Elayne fez um meneio gracioso, como se elas não fossem tomar o dinheiro de qualquer jeito, mas Nynaeve simplesmente esperou. Ouro, cartas-de-direitos e até os ter’angreal eram só uma parte.

— Quanto ao resto — prosseguiu Sheriam —, concordamos que vocês deixaram a Torre sob ordens, independentemente de quão equivocadas tenham sido, e não podemos culpá-las por isso. Agora que voltaram em segurança, vão retomar seus estudos.

Nynaeve apenas soltou o ar lentamente. Não era mais do que esperara desde o início do interrogatório. Não que tenha gostado, mas, desta vez, ninguém a acusaria de ser teimosa. Não quando tudo indicava que não adiantaria.

— Mas…! — reclamou Elayne, com rispidez. Foi tudo que disse antes que Sheriam a interrompesse, tão ríspida quanto:

— Vocês vão retomar seus estudos. As duas são muito fortes, mas ainda não são Aes Sedai. — Aqueles olhos verdes fitaram-nas até terem certeza de que as duas tinham compreendido, e então a mulher tornou a falar, a voz mais amena. Mais amena, mas ainda firme. — Vocês voltaram e, ainda que Salidar não seja a Torre Branca, podem considerá-la como tal. Pelo que disseram na última hora, ainda têm bastante a nos contar. — A respiração de Nynaeve se acelerou, mas os olhos de Sheriam tornaram a escorregar para o a’dam. — Pena não terem trazido a Seanchan com vocês. Era algo que realmente deveriam ter feito. — Por algum motivo, Elayne enrubesceu intensamente e, ao mesmo tempo, pareceu irritada. Já Nynaeve ficou aliviada de as mulheres só terem mencionado a Seanchan. — Mas Aceitas não podem ser responsabilizadas por não pensarem como Aes Sedai — prosseguiu Sheriam. — Siuan e Leane vão lhes fazer muitas perguntas. Vocês vão cooperar com elas e responder tudo da melhor maneira possível. Acredito que não vou precisar lembrá-las de não tirarem vantagem da condição atual das duas. Algumas Aceitas, e até algumas noviças, pensaram que podiam determinar de quem era a culpa, em certas situações, e até atribuir punições. — O tom ameno se transformou em aço frio. — Essas jovens ficaram extremamente arrependidas. Preciso dizer mais?

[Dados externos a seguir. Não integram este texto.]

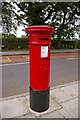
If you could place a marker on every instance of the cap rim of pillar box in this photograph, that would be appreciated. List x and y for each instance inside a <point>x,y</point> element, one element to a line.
<point>40,28</point>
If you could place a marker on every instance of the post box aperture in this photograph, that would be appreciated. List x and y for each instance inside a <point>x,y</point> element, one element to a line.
<point>39,42</point>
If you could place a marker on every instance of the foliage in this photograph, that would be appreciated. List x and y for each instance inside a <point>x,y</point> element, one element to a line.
<point>61,15</point>
<point>15,43</point>
<point>23,43</point>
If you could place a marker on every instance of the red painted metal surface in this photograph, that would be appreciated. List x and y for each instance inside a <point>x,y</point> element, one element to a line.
<point>39,38</point>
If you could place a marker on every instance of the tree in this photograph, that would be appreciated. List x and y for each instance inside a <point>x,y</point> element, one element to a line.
<point>63,18</point>
<point>9,18</point>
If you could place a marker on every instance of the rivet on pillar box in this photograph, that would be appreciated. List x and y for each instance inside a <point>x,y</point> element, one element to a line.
<point>39,42</point>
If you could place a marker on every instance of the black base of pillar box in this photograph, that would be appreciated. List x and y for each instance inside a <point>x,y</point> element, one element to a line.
<point>39,100</point>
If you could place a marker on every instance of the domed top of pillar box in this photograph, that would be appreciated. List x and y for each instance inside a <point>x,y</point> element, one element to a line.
<point>39,34</point>
<point>40,29</point>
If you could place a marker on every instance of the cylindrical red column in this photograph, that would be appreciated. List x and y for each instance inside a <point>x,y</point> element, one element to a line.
<point>39,41</point>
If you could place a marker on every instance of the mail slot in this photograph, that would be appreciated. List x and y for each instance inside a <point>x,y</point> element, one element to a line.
<point>43,38</point>
<point>39,41</point>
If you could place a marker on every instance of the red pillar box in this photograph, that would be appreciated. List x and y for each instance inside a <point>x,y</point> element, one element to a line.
<point>39,41</point>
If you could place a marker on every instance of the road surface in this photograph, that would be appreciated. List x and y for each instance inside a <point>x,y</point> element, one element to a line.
<point>15,76</point>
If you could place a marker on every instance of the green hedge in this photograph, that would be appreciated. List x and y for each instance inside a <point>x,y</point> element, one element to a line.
<point>65,44</point>
<point>23,43</point>
<point>15,43</point>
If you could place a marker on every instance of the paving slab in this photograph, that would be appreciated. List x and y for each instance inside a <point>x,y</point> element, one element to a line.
<point>53,105</point>
<point>71,107</point>
<point>29,115</point>
<point>58,114</point>
<point>14,107</point>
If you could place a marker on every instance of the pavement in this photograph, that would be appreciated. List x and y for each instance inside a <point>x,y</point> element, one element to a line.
<point>27,52</point>
<point>63,104</point>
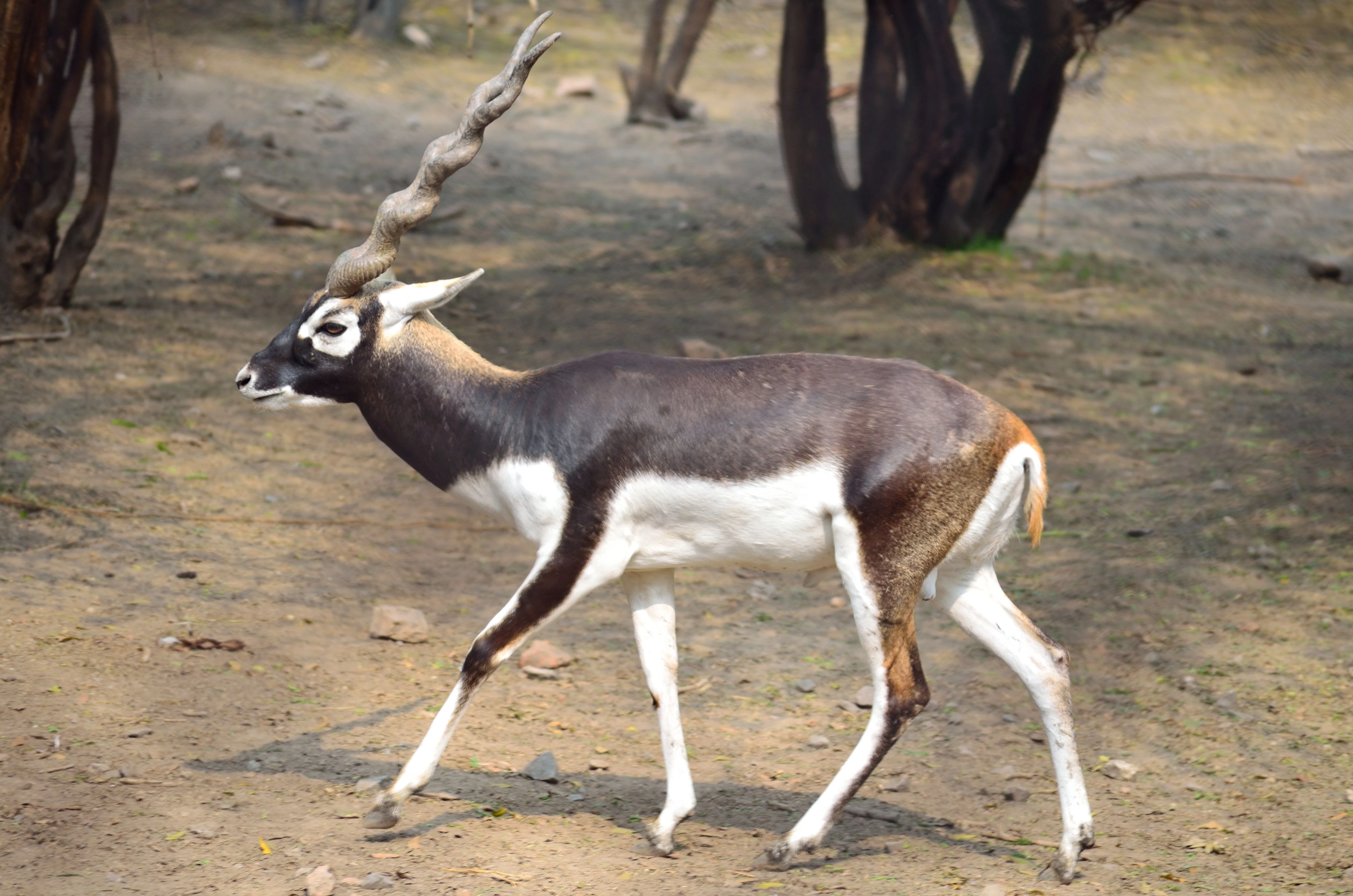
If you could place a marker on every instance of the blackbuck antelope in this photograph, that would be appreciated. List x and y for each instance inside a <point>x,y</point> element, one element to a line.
<point>628,466</point>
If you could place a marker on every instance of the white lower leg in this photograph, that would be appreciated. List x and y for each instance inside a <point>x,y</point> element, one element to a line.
<point>653,606</point>
<point>973,598</point>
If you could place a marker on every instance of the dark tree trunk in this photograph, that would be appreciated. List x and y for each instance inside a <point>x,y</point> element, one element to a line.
<point>378,19</point>
<point>655,97</point>
<point>24,33</point>
<point>37,266</point>
<point>828,213</point>
<point>941,162</point>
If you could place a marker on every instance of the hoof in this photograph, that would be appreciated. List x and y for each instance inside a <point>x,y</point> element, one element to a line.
<point>381,819</point>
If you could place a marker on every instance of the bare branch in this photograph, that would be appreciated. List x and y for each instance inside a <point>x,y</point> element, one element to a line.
<point>444,156</point>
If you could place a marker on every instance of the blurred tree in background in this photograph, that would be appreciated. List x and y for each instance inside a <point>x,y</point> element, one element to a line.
<point>45,51</point>
<point>941,162</point>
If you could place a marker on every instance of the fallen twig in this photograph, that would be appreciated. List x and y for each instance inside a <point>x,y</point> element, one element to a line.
<point>1099,186</point>
<point>504,876</point>
<point>128,515</point>
<point>282,218</point>
<point>41,337</point>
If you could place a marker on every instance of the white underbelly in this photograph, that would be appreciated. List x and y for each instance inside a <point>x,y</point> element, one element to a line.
<point>779,523</point>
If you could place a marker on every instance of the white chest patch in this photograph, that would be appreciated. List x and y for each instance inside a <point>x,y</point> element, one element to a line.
<point>527,493</point>
<point>779,523</point>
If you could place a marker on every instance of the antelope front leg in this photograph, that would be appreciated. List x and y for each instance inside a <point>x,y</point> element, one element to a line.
<point>653,606</point>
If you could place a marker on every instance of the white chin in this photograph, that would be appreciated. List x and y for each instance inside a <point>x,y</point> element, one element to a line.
<point>286,399</point>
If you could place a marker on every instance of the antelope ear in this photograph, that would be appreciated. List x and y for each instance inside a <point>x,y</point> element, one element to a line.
<point>410,298</point>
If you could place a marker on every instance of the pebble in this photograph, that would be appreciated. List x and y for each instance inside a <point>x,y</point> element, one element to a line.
<point>371,784</point>
<point>1120,771</point>
<point>398,623</point>
<point>542,654</point>
<point>543,768</point>
<point>586,86</point>
<point>902,784</point>
<point>321,882</point>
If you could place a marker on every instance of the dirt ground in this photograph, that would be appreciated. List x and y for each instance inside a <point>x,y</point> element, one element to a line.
<point>1187,380</point>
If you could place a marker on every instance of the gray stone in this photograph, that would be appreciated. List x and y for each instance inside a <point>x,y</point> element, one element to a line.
<point>321,882</point>
<point>371,784</point>
<point>543,768</point>
<point>1120,771</point>
<point>398,623</point>
<point>902,784</point>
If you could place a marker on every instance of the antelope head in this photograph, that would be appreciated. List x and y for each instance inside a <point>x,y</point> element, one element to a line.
<point>360,313</point>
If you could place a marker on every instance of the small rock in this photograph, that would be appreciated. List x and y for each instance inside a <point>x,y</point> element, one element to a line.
<point>902,784</point>
<point>371,784</point>
<point>398,624</point>
<point>532,672</point>
<point>761,591</point>
<point>417,37</point>
<point>543,768</point>
<point>700,348</point>
<point>1331,267</point>
<point>577,86</point>
<point>542,654</point>
<point>1120,771</point>
<point>320,882</point>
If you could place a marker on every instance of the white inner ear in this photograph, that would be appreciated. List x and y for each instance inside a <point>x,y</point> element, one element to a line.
<point>402,302</point>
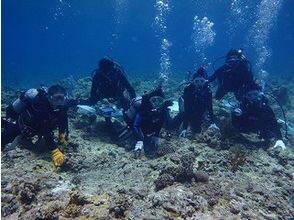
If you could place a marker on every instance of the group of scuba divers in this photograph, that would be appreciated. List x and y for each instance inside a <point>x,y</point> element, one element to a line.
<point>38,112</point>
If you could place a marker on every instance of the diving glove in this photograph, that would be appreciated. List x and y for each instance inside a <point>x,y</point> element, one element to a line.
<point>237,112</point>
<point>62,138</point>
<point>183,133</point>
<point>280,143</point>
<point>213,127</point>
<point>139,146</point>
<point>156,141</point>
<point>57,157</point>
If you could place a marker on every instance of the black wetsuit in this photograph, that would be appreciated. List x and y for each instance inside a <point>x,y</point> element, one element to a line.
<point>234,76</point>
<point>258,118</point>
<point>36,118</point>
<point>111,84</point>
<point>149,120</point>
<point>196,104</point>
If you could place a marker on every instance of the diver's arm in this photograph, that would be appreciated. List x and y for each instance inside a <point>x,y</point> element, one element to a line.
<point>93,93</point>
<point>209,106</point>
<point>270,123</point>
<point>212,77</point>
<point>49,139</point>
<point>63,123</point>
<point>21,104</point>
<point>128,86</point>
<point>137,127</point>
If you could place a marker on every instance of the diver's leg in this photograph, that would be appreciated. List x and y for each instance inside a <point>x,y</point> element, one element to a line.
<point>176,122</point>
<point>195,123</point>
<point>9,133</point>
<point>220,93</point>
<point>123,102</point>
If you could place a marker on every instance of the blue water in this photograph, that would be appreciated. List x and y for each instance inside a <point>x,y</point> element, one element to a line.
<point>45,41</point>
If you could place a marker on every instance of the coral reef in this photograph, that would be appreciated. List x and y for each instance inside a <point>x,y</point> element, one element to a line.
<point>212,176</point>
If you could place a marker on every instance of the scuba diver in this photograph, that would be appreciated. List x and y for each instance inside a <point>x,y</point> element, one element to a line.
<point>255,115</point>
<point>146,117</point>
<point>194,103</point>
<point>110,81</point>
<point>38,112</point>
<point>234,76</point>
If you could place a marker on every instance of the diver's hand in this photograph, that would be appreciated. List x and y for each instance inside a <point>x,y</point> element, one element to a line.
<point>57,157</point>
<point>63,139</point>
<point>183,133</point>
<point>237,111</point>
<point>213,127</point>
<point>139,149</point>
<point>139,146</point>
<point>156,141</point>
<point>280,143</point>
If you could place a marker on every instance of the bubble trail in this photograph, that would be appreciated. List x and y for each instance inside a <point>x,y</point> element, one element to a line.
<point>120,11</point>
<point>266,15</point>
<point>203,36</point>
<point>162,7</point>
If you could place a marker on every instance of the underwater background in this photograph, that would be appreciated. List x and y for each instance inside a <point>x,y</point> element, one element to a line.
<point>46,41</point>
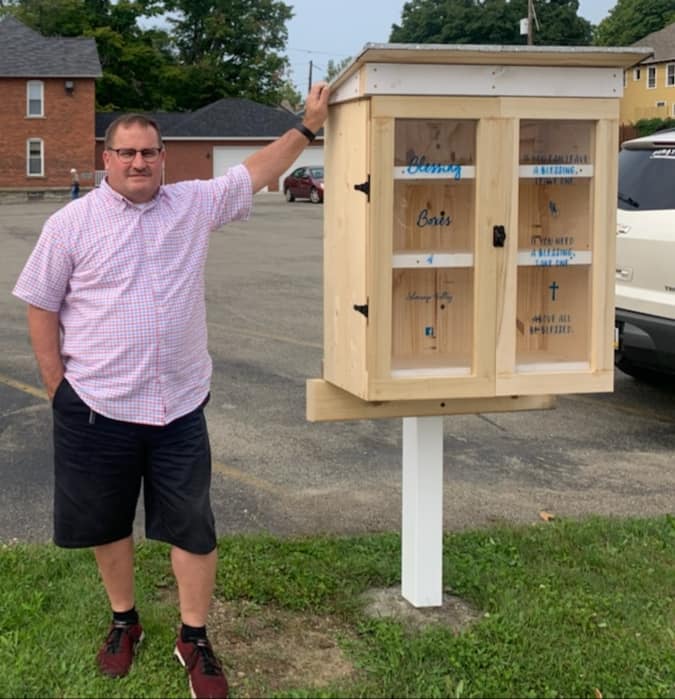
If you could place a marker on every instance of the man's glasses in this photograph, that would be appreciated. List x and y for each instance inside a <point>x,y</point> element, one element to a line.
<point>127,155</point>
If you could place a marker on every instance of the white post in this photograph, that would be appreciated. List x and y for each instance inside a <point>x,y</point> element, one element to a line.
<point>422,522</point>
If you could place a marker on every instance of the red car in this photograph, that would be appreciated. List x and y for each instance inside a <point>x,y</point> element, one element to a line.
<point>305,182</point>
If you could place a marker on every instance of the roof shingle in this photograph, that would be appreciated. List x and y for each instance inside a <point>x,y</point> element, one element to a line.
<point>229,117</point>
<point>663,43</point>
<point>24,53</point>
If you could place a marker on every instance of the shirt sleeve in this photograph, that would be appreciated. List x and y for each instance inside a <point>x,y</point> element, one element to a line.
<point>45,277</point>
<point>231,196</point>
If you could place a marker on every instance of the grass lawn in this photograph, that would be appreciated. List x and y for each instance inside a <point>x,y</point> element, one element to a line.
<point>566,609</point>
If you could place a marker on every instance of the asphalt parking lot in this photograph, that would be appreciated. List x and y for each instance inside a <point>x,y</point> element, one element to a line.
<point>611,454</point>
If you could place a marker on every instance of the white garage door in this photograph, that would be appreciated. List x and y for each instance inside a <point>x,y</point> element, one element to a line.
<point>225,157</point>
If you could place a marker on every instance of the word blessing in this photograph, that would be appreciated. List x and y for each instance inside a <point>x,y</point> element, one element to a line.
<point>419,165</point>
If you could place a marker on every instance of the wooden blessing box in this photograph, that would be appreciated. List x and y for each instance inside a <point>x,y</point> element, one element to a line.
<point>470,219</point>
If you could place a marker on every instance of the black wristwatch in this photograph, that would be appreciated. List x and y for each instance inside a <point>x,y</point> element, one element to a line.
<point>307,133</point>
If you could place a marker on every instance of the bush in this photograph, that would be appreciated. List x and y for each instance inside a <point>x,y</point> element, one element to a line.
<point>645,127</point>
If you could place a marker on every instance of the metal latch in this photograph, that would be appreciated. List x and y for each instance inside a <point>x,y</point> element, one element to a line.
<point>364,187</point>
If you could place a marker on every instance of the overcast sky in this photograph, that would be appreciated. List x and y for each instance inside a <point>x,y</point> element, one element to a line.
<point>335,29</point>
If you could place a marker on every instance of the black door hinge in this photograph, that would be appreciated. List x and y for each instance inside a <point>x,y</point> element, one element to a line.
<point>364,187</point>
<point>498,236</point>
<point>361,308</point>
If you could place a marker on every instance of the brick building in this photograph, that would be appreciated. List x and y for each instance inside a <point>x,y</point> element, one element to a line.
<point>50,125</point>
<point>47,110</point>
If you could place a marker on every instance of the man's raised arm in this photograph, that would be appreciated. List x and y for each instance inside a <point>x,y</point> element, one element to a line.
<point>268,164</point>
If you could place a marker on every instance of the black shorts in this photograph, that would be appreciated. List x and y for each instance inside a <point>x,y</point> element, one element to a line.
<point>100,464</point>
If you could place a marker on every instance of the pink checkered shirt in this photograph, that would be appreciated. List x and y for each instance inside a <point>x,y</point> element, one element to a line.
<point>128,284</point>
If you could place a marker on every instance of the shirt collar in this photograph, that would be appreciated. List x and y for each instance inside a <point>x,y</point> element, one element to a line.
<point>122,201</point>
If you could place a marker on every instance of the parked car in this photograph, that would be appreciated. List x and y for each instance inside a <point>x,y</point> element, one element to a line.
<point>305,182</point>
<point>645,256</point>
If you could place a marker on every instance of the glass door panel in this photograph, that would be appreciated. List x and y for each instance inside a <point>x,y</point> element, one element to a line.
<point>433,321</point>
<point>555,250</point>
<point>433,246</point>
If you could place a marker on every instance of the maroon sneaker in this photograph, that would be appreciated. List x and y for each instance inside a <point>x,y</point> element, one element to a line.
<point>117,654</point>
<point>207,680</point>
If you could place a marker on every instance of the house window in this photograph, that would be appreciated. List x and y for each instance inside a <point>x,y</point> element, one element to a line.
<point>35,98</point>
<point>35,157</point>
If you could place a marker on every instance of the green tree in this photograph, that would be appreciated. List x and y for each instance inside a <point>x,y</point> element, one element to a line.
<point>631,20</point>
<point>490,22</point>
<point>235,43</point>
<point>134,62</point>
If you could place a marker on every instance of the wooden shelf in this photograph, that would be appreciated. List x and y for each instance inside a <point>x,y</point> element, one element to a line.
<point>435,171</point>
<point>554,257</point>
<point>420,259</point>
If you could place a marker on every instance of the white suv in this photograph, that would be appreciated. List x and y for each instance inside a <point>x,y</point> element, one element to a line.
<point>645,256</point>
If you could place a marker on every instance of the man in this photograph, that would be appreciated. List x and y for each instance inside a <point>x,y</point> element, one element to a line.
<point>74,184</point>
<point>116,315</point>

Nynaeve e Elayne foram rápidas em afirmar que não; ambas quase gaguejando de tanta pressa em responder. Nynaeve não tinha pensado em culpar ninguém — em sua opinião, a culpa era de todas as Aes Sedai —, mas não queria que Sheriam ficasse com raiva dela. Perceber aquilo a fez engolir a verdade com um gosto amargo: os dias de liberdade com certeza eram coisa do passado.

— Ótimo. Agora podem pegar as joias que a Panarca lhes deu, o arco também. Quando tiverem tempo, vou querer saber por que ela deu um presente como este. E saiam. Uma das outras Aceitas vai arrumar lugares para vocês dormirem. Vestidos apropriados devem ser mais difíceis de encontrar, mas vão acabar aparecendo. Espero que encarem suas… aventuras… como coisa do passado e que aceitem com tranquilidade suas antigas posições. — Embora não pronunciada, ficou clara a promessa de que, caso não aceitassem com tranquilidade, seriam tranquilizadas até aceitarem. Sheriam assentiu, satisfeita, quando percebeu que as duas haviam entendido.

Beonin não dissera uma só palavra desde que a proteção de saidar fora reduzida, mas, enquanto Nynaeve e Elayne faziam reverências, a irmã Cinza se levantou e caminhou a passos largos até a mesa onde os objetos das duas estavam dispostos.

— E isto aqui? — indagou, com seu forte sotaque taraboniano, puxando o pano branco que cobria o selo da prisão do Tenebroso. Dessa vez, seus grandes olhos azul-acinzentados pareciam mais raivosos que assustados. — Não vai haver mais nenhuma pergunta a respeito disto? Pretendem ignorar, todas vocês? — O disco preto e branco repousava ali, próximo à bolsa de camurça, em doze ou mais pedaços remontados da melhor maneira possível.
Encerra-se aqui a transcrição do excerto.